Pero es que además Milagros Rendón fue asesinada de forma ejemplar y pública. A pesar de lo que escribiera el Gobernador Civil. Tan pública que su asesinato fue comunicado a la prensa a la que la censura dejó publicar la noticia. Era uno de los instrumentos con los que contaban para dejar claras sus intenciones e infundir el terror en una población que todavía no daba crédito a lo que estaba ocurriendo. Fue por ello por lo que las páginas de Diario de Cádiz, en su edición de tarde del 31 de agosto, pudieron incluir una nota que informaba de que esa tarde, sobre las 18 horas, habían sido pasados por las armas, por un pelotón de guardias de Asalto, en el segundo foso de los glacis de la Puerta de Tierra, Manuel Morales Domínguez, comandante retirado de Infantería, José de Barrasa Muñoz de Bustillo, capitán de complemento del Cuerpo Jurídico Militar, Manuel Cotorruelo Delgado, oficial de Telégrafos, y Milagros Rendón. Los otros tres también destacados políticos locales.

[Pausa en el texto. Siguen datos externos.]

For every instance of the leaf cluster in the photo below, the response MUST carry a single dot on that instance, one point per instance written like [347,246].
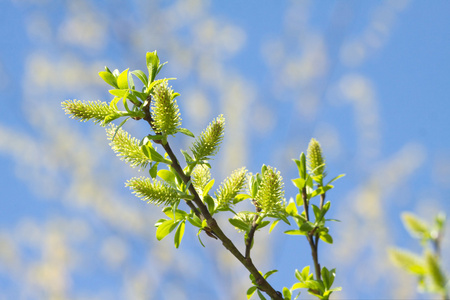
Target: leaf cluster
[426,267]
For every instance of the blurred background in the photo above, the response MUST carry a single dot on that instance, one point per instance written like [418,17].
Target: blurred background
[368,79]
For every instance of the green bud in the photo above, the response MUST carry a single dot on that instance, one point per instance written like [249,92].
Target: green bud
[153,191]
[200,177]
[315,159]
[270,192]
[91,110]
[165,112]
[230,188]
[207,143]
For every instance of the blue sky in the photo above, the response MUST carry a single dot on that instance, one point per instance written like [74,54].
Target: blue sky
[369,79]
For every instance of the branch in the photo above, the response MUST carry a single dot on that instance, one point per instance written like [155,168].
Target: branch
[203,213]
[251,233]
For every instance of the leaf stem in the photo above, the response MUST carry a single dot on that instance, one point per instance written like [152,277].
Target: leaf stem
[202,211]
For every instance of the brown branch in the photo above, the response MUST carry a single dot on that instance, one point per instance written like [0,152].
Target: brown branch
[251,233]
[202,212]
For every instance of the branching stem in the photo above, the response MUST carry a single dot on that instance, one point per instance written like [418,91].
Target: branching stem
[202,211]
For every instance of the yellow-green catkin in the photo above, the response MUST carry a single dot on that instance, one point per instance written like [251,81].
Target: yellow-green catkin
[207,143]
[270,193]
[165,111]
[315,159]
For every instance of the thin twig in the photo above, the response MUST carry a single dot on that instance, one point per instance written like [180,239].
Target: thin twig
[211,222]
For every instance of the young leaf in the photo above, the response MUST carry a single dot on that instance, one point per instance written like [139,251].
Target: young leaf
[186,132]
[109,78]
[165,228]
[179,234]
[239,224]
[208,187]
[434,269]
[251,291]
[407,261]
[167,176]
[153,155]
[326,237]
[261,296]
[141,75]
[122,80]
[416,227]
[286,293]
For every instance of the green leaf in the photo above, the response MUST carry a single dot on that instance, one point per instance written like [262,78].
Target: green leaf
[186,132]
[261,296]
[209,202]
[434,269]
[273,225]
[407,261]
[321,190]
[295,232]
[208,187]
[176,215]
[141,75]
[328,277]
[195,221]
[167,176]
[286,293]
[326,237]
[152,61]
[165,228]
[416,227]
[153,171]
[122,80]
[299,183]
[153,155]
[179,234]
[239,224]
[307,227]
[109,78]
[269,273]
[291,209]
[335,178]
[119,92]
[251,291]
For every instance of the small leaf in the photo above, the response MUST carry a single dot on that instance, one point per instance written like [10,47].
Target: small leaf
[195,221]
[119,93]
[179,234]
[286,293]
[269,273]
[416,227]
[335,178]
[299,183]
[307,227]
[176,215]
[435,271]
[152,154]
[109,78]
[291,209]
[326,238]
[141,75]
[261,296]
[122,80]
[251,291]
[239,224]
[167,176]
[208,187]
[273,225]
[165,228]
[295,232]
[153,171]
[209,202]
[407,261]
[186,132]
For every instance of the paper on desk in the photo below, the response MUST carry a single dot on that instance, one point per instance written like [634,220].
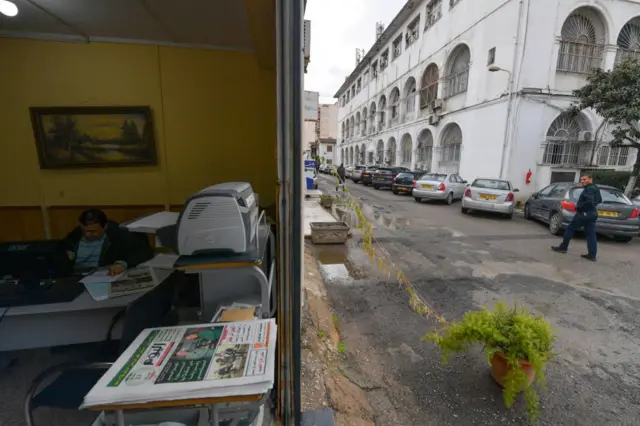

Los tres primeros confesaron y comulgaron. Milagros se negó. Murieron cogidos de la mano. «Que Dios los haya acogido en su seno» terminaba lacónicamente la nota. La negativa de Milagros a recibir los auxilios espirituales católicos debió rechinar mucho porque al día siguiente otra nota informaba de que, antes de morir, y a pesar de su negativa, convencida por un falangista portuense, confesó y besó un crucifijo. Alguien había pensado que la ejemplaridad debía acabar con el convencimiento del ajusticiado, no con su fracaso.




Bibliografía y fuentes:
Causa 46/36 (Archivo Tribunal Territorial Militar 2º (ATTMS), Legajo 1.181/30.302) contra Francisco Rendón San Francisco; Causa 130/36 (ATTMS, Legajo 183/3.225) contra María Luisa Rendón Martel y dos más.


Los libros de Pura Sánchez, Individuas de dudosa moral. La represión de las mujeres en Andalucía, 1936-1939, Barcelona, Crítica, 2009; Alicia Domínguez, El verano que trajo un largo invierno, Quorum, Cádiz, 2005, y Francisco Espinosa, La justicia de Queipo, Barcelona, Crítica, 2005.


El artículo Francisco Espinosa Maestre, Fernando Romero Romero, «Justicia militar y represión fascista en Cádiz», Historia 16, nº 297, 2001, pp. 74-91.